Slade T, Watson D. The structure of common DSM-IV and ICD-10 mental disorders in the Australian general population. Psychol Med 36: 1593-1600

School of Psychiatry, University of New South Wales at St Vincent's Hospital, Darlinghurst, NSW, Australia.
Psychological Medicine (Impact Factor: 5.94). 12/2006; 36(11):1593-600. DOI: 10.1017/S0033291706008452
Source: PubMed


Patterns of co-occurrence among the common mental disorders may provide information about underlying dimensions of psychopathology. The aim of the current study was to determine which of four models best fits the pattern of co-occurrence between 10 common DSM-IV and 11 common ICD-10 mental disorders.

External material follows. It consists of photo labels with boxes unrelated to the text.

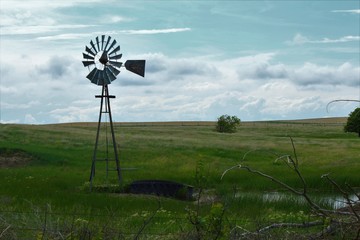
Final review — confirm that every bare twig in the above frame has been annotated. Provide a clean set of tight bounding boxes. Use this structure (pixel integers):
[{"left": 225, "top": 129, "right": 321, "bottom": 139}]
[
  {"left": 0, "top": 225, "right": 11, "bottom": 239},
  {"left": 134, "top": 200, "right": 161, "bottom": 240},
  {"left": 321, "top": 174, "right": 360, "bottom": 222}
]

Data were from the Australian National Survey of Mental Health and Well-Being (NSMHWB), a large-scale community epidemiological survey of mental disorders. Participants consisted of a random population-based sample of 10641 community volunteers, representing a response rate of 78%. DSM-IV and ICD-10 mental disorder diagnoses were obtained using the Composite International Diagnostic Interview (CIDI), version 2.0. Confirmatory factor analysis (CFA) was used to assess the relative fit of competing models.
A hierarchical three-factor variation of a two-factor model demonstrated the best fit to the correlations among the mental disorders. This model included a distress factor with high loadings on major depression, dysthymia, generalized anxiety disorder (GAD), post-traumatic stress disorder (PTSD) and neurasthenia (ICD-10 only); a fear factor with high loadings on social phobia, panic disorder, agoraphobia and obsessive-compulsive disorder (OCD); and an externalizing factor with high loadings on alcohol and drug dependence. The distress and fear factors were best conceptualized as subfactors of a higher order internalizing factor.
A greater focus on underlying dimensions of distress, fear and externalization is warranted.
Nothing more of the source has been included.